The National People’s Congress concluded last month and among the many historic changes, it’s the minor changes that might end up being more impactful for investors. Despite significant airtime given to proposed efforts around financial de-risking, poverty alleviation and government restructuring, the overall outlook for structural reform still remains mixed.
While some analysts will point to greater centralization in Beijing as a key part of the plan to accelerate the pace of reform, others will highlight the fact that a centrally managed governing system might not be effective in implementing market-driven reforms.
While the overall reform outlook is unclear, we think fiscal reform is one area where progress is likely, and even small changes can help China rebalance towards less credit-intensive growth. Specifically, reforms that balance the relationship between central and local government finances.
The gap between what Beijing requires local governments to spend and the resources available to them contributes to many of China’s imbalances. Local governments in China are responsible for the bulk of infrastructure investment and social spending, but they have little ability to raise taxes and control their revenues. This large fiscal gap is one of the main reasons behind high debt levels, misallocation of resources, underinvestment in public services, and industrial overcapacity.

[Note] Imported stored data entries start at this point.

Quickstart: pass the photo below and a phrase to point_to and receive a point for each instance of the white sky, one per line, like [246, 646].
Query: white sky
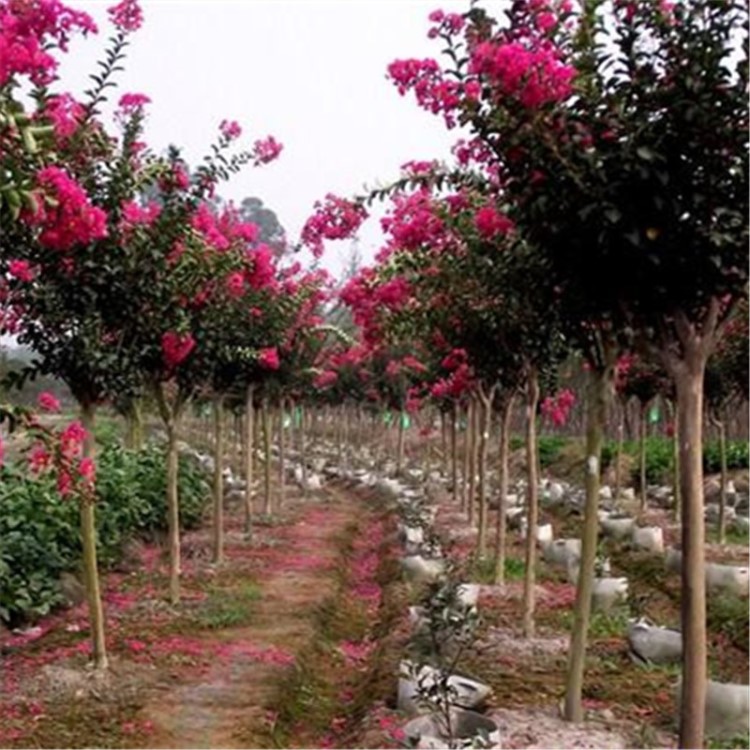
[309, 72]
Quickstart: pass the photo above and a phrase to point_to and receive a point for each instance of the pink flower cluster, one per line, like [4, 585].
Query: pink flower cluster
[65, 114]
[534, 77]
[27, 32]
[434, 92]
[490, 223]
[72, 220]
[266, 150]
[268, 358]
[127, 15]
[325, 378]
[230, 130]
[176, 348]
[334, 219]
[21, 270]
[557, 408]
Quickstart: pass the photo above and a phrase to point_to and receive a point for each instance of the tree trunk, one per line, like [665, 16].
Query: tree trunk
[618, 455]
[676, 471]
[248, 456]
[642, 454]
[473, 458]
[532, 504]
[134, 425]
[303, 450]
[218, 530]
[501, 526]
[466, 459]
[400, 446]
[88, 537]
[600, 387]
[282, 456]
[454, 451]
[723, 488]
[170, 418]
[444, 443]
[267, 506]
[485, 423]
[689, 382]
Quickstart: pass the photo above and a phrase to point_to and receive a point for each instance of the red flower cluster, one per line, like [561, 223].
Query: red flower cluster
[176, 348]
[334, 219]
[29, 29]
[268, 358]
[534, 77]
[72, 220]
[557, 408]
[127, 15]
[266, 150]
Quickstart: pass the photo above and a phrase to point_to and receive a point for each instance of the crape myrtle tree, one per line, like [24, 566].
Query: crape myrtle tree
[466, 269]
[67, 287]
[619, 132]
[207, 303]
[644, 381]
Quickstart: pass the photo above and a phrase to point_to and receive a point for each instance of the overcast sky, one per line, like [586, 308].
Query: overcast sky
[309, 72]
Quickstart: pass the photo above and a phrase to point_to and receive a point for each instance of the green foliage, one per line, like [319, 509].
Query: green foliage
[550, 447]
[660, 452]
[40, 532]
[727, 615]
[227, 608]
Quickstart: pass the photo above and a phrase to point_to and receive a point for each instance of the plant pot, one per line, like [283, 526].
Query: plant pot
[430, 731]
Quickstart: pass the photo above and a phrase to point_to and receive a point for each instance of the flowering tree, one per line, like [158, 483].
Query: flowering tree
[58, 252]
[617, 133]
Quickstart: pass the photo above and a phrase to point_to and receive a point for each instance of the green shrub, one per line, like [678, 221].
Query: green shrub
[39, 531]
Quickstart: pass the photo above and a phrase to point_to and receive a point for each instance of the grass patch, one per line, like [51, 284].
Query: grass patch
[482, 570]
[227, 607]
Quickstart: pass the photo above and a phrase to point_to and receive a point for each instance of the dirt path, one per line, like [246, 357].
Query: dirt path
[232, 697]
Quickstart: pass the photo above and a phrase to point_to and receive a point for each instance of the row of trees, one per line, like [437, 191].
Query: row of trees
[600, 203]
[119, 269]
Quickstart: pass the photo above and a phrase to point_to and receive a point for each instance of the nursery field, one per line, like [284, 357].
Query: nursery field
[301, 637]
[455, 457]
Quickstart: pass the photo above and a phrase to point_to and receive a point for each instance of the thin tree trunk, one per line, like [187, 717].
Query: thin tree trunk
[618, 455]
[642, 454]
[170, 417]
[473, 459]
[454, 451]
[466, 459]
[400, 446]
[723, 488]
[282, 456]
[444, 443]
[689, 382]
[303, 451]
[88, 537]
[267, 505]
[134, 425]
[600, 386]
[532, 504]
[248, 457]
[484, 442]
[218, 529]
[501, 526]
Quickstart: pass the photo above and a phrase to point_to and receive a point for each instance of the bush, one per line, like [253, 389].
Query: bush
[549, 447]
[39, 531]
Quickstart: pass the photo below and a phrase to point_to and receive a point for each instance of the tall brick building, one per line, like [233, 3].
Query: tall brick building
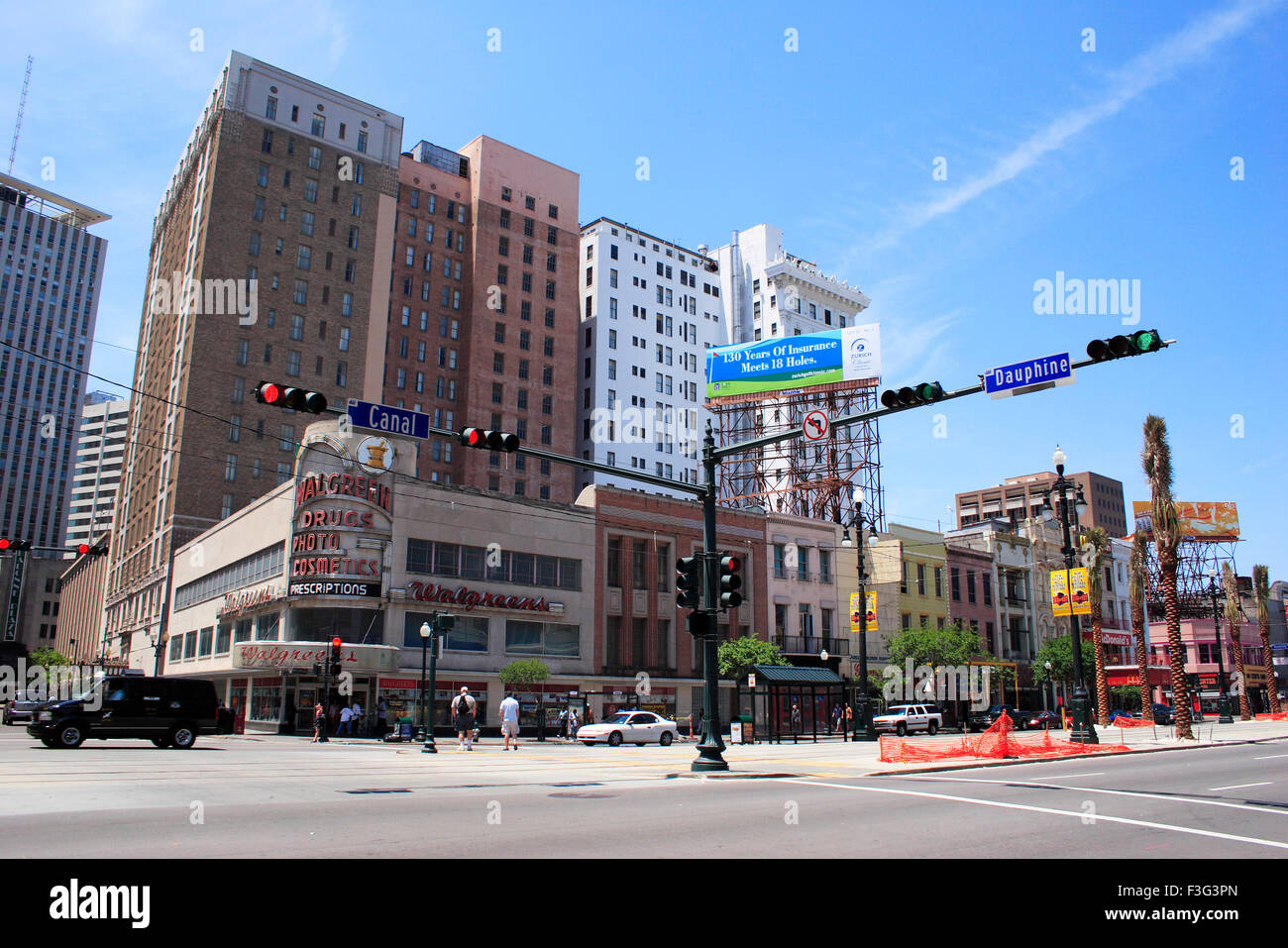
[483, 311]
[269, 261]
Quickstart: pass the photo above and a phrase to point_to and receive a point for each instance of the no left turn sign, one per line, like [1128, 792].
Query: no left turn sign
[816, 425]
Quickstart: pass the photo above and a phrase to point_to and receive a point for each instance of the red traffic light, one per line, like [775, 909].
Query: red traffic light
[292, 398]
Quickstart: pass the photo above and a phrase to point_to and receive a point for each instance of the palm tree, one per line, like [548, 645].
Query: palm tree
[1261, 587]
[1098, 540]
[1233, 620]
[1155, 459]
[1136, 583]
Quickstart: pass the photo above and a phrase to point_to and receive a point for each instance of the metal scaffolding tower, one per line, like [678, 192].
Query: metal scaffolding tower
[799, 476]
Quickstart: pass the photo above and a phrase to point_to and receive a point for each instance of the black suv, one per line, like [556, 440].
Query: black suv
[171, 711]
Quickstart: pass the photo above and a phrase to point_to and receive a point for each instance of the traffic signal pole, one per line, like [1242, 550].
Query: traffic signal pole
[711, 750]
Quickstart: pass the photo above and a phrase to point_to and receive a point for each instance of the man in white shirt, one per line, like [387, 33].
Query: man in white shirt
[510, 721]
[463, 706]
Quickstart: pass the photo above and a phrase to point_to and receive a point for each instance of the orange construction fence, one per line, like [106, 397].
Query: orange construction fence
[999, 742]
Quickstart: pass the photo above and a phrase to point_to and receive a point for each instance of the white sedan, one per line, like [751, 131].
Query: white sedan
[632, 727]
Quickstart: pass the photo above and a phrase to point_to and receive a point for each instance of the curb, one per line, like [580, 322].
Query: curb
[1081, 756]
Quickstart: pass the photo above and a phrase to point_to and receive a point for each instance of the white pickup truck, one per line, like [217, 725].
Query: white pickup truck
[903, 717]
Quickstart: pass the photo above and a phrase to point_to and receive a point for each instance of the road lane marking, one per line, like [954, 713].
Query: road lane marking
[1080, 814]
[1172, 797]
[1069, 777]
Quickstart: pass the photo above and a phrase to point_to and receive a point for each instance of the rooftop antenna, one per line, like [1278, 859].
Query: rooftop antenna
[22, 106]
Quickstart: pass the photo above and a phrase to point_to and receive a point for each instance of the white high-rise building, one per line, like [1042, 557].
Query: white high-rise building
[768, 294]
[99, 453]
[52, 272]
[649, 311]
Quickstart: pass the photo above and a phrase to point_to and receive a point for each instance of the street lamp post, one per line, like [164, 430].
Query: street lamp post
[442, 621]
[1069, 505]
[1223, 707]
[863, 729]
[425, 633]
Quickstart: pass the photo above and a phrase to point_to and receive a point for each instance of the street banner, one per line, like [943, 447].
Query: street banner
[1078, 591]
[854, 612]
[1060, 592]
[795, 363]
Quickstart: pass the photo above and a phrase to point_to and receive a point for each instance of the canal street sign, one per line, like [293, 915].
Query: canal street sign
[385, 417]
[1031, 375]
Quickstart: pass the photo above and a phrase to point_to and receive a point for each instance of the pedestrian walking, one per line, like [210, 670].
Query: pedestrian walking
[318, 723]
[463, 706]
[510, 721]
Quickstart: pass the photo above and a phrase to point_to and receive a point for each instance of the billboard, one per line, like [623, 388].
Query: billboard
[794, 363]
[1215, 520]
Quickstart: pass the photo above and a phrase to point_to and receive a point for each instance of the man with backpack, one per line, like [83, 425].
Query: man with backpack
[463, 706]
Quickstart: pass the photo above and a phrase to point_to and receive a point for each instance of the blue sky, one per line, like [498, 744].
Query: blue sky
[1106, 163]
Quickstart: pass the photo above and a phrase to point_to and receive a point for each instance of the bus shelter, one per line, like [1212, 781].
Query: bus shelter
[790, 703]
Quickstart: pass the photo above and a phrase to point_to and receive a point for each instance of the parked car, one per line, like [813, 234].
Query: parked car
[1044, 720]
[903, 717]
[983, 720]
[21, 707]
[630, 727]
[168, 711]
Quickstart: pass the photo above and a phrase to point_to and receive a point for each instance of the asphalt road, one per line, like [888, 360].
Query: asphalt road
[288, 798]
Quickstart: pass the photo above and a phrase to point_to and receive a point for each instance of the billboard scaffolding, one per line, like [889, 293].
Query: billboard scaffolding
[800, 476]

Local government spending as a share of GDP has risen substantially since the financial crisis and has remained over 20 percnt for the past five years. On the other hand, central government spending has continued to fall as a share of GDP. This has contributed to an official budget deficit of nearly 10 percent of GDP at the local level while the central government runs a sizable surplus. As a result, local government debt has increased substantially and often through shadow channels in order to pay for higher expenditures.
Furthermore, the spending is often wasteful, as local governments prioritize industrial activity rather than public amenities in an effort to boost local growth. Efforts to clarify local government responsibilities and improve their ability to raise transparent revenues, while also curbing wasteful spending, would go a long way in resolving some of China’s structural imbalances.
Despite paying lip service to fiscal reform during Xi Jinping’s first term, we see three reasons why fiscal reform might become a reality in his next term:
1) The official deficit target was lowered from 3 percent to 2.6 percent. While this partly reflects a recovery in revenues it also reflects a message to local government on the need for fiscal discipline.
2) Beijing has lately strengthened language on the monitoring of local government debt issues, but also outlined a number of steps to provide local governments with more resources. This includes expanding bonds that local governments can issue, reforming the transfer system between provinces and gradually taking steps towards introducing a property tax.
3) Perhaps most importantly, Xi’s choice for finance minister, Liu Kun, spent most of his career as a local government fiscal official where he piloted fiscal initiatives that now serve as the template for other provinces. Don’t be surprised if this is a big year for fiscal reform.